These results suggest tesetaxel plus capecitabine is “a potential new treatment option” for this patient population, said study investigator Joyce O’Shaughnessy, MD, of Baylor University Medical Center and Texas Oncology, both in Dallas.

Dr. Hal Burstein

“This should launch an oral taxane into the clinical space, which will be a nice addition to the toolbox for treating advanced breast cancer, with real upsides for patients,” said Hal Burstein, MD, PhD, of Dana-Farber Cancer Institute and Harvard Medical School, both in Boston, who was not involved in the trial but commented on the results in an interview.

Another commenter was more critical of CONTESSA’s results, which were presented at the 2020 San Antonio Breast Cancer Symposium.

“Three months’ difference in PFS in this setting is meaningless without overall survival [OS] results,” Fatima Cardoso, MD, of Champalimaud Clinical Center in Lisbon, Portugal, said in a question submitted through the virtual meeting’s chat system.

At this point, the OS data are immature, and mature data won’t be available for another couple of years at least, according to the study’s protocol.

Dr. O’Shaughnessy defended the PFS result as being significant, however, saying it was comparable with outcomes seen previously with docetaxel-capecitabine and paclitaxel-gemcitabine combinations.

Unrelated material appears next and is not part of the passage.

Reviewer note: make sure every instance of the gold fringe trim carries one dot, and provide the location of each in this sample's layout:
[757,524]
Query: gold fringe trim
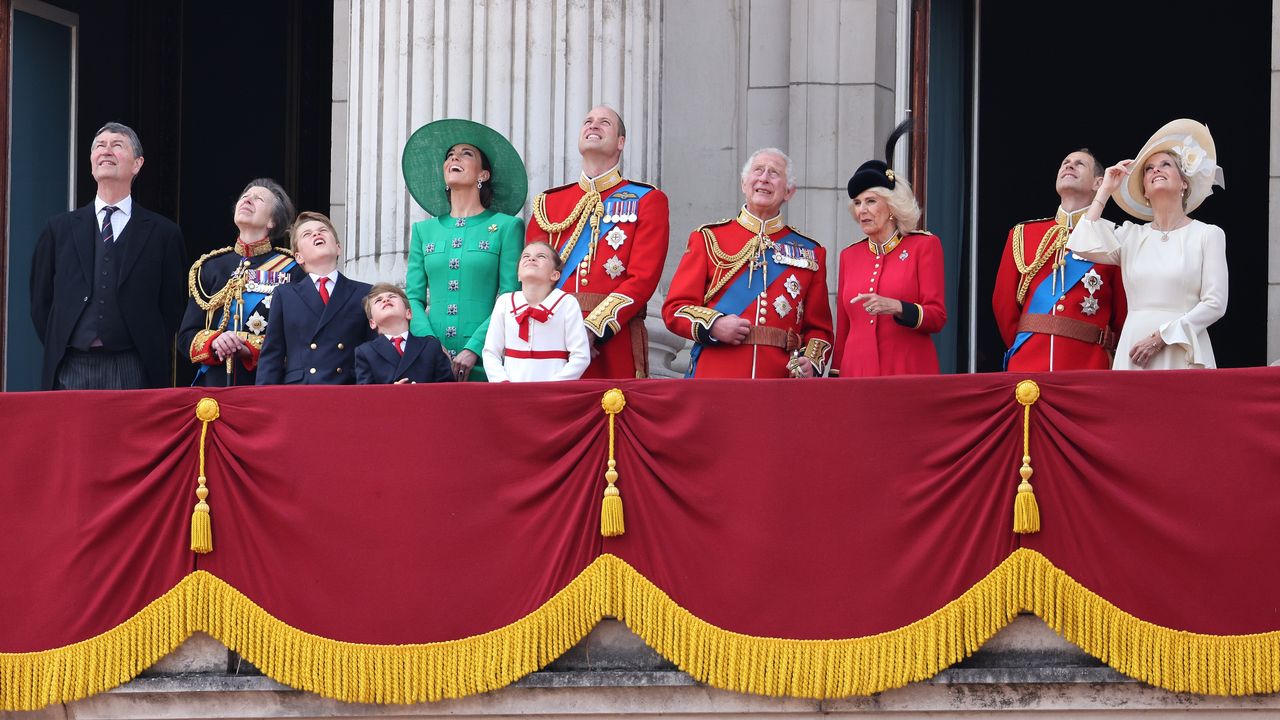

Other meeting attendees questioned why the waters had been muddied by testing the effects of tesetaxel in combination with capecitabine, albeit at a reduced dose, versus the approved full dose of capecitabine as monotherapy, particularly as a phase 2 trial had shown that tesetaxel demonstrated “significant activity” as monotherapy.

“The reason for the combination versus a monotherapy is because it was designed as a registration trial,” Dr. O’Shaughnessy explained. The trial was designed to be very similar to early taxane studies where docetaxel was assessed with or without capecitabine, or paclitaxel with or without gemcitabine.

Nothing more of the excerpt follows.